Leaders of the BRICS nations — Brazil, Russia, India, China and South Africa — are meeting in the southeastern Chinese city of Xiamen through Tuesday.
Ahead of the summit, Xi gave a speech to BRICS business leaders on Sunday calling for those nations to work with others around the world to deal with problems arising from globalization.
BRICS was formed as an association of fast-growing large economies about a decade ago to advocate for better representation for developing countries and challenge the Western-dominated world order that has prevailed since the end of World War II. It soon achieved agreement to increase the share of voting rights for emerging markets in world financial bodies the International Monetary Fund and World Bank. It has also started operating its own development bank.
Xi wants BRICS to play a more important role in international affairs, even as some observers suggest its power is waning given rivalry between China and India and the economic woes of Brazil, Russia and South Africa.
“BRICS country cooperation is not a talking shop but a task force that gets things done,” Xi said in his speech Sunday. “Our goal is to build a big market of trade and investment, promote smooth flow of currency and finance, improve connectivity of infrastructure and build close bonds between the peoples.”
All broadly support free trade and oppose protectionism, although particularly China, the world’s second-largest economy, has been accused of erecting barriers to foreign competition.
Yet clear political and economic differences exist among the countries. They range from democratic to autocratic, with some maintaining heavy government control over the economy and civil society. And the economies of Brazil, Russia and South Africa are driven largely by raw material exports and have been hit by slumping commodity prices, while China and India are oriented more toward manufacturing and services.
Suggesting disagreements lie ahead in Xiamen, South African President Jacob Zuma said that despite a doubling of his nation’s trade with BRICS countries from $15 billion in 2010 to $31.2 billion in 2016, it had been “inequitable.”
“The character of trade has been highly inequitable,” he said in remarks to the BRICS Business Council on Sunday. “Exports from South Africa have been driven particularly by raw materials. This dominance of raw material exports has adversely impacted South Africa.”
He called on the other BRICS nations to invest in supply and development programs in Africa and skills development and technology transfer, and engage in projects “that would support inclusive development and equal partnerships.”
He also called on the New Development Bank, which was created by BRICS in 2014 and started operating last year, to lend more to Africa.
A meeting between Xi and Indian Prime Minister Narendra Modi is due to take place Tuesday. Last week, the two hurriedly concluded a 10-week border stand-off over disputed land in the Himalayas, which was their most serious confrontation in decades, to smooth the way for Modi’s participation in the summit.
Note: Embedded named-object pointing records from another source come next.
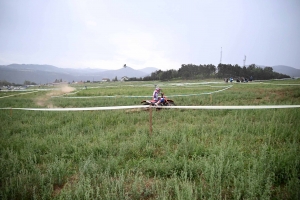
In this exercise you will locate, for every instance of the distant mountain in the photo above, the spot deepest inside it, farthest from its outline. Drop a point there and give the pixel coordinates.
(119, 73)
(41, 74)
(282, 69)
(149, 70)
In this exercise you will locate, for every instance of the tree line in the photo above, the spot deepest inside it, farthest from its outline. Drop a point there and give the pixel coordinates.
(192, 71)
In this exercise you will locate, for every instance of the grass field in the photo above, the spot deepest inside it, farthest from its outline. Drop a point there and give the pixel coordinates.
(190, 154)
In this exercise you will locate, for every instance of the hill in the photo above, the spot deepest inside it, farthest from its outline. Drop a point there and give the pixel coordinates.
(41, 74)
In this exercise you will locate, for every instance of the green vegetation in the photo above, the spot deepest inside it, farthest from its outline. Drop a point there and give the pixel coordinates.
(191, 154)
(192, 71)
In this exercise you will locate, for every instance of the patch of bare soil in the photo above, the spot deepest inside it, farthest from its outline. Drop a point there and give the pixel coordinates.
(59, 90)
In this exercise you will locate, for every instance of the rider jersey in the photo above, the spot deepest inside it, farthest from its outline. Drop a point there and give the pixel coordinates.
(155, 95)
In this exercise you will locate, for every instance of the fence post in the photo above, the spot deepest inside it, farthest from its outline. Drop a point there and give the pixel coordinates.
(150, 120)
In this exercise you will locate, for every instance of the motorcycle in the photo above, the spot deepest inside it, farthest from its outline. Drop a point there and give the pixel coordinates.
(167, 102)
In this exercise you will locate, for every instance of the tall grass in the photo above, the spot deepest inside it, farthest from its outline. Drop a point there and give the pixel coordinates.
(191, 154)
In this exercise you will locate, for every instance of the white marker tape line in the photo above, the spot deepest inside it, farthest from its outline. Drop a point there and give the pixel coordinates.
(177, 95)
(167, 107)
(232, 107)
(18, 94)
(79, 109)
The two greeted each other smiling and with a firm handshake at Monday’s welcoming ceremony.
Some observers say admitting other countries to BRICS would answer some of its problems. While no formal progress is expected on that at this summit, China has invited the leaders of Egypt, Guinea, Mexico, Tajikistan and Thailand to attend a dialogue with the BRICS’ presidents and prime ministers on Tuesday.
On Sunday, Xi met on the sidelines with Russian President Vladimir Putin and discussed North Korea’s latest nuclear test — its sixth and most powerful yet, which has cast a shadow over the summit hosted by its only major ally, China. The official Xinhua News Agency said they agreed to “appropriately deal with” it, without elaborating.
Xinhua also reported that Xi and Putin had agreed to enhance military cooperation between China and Russia.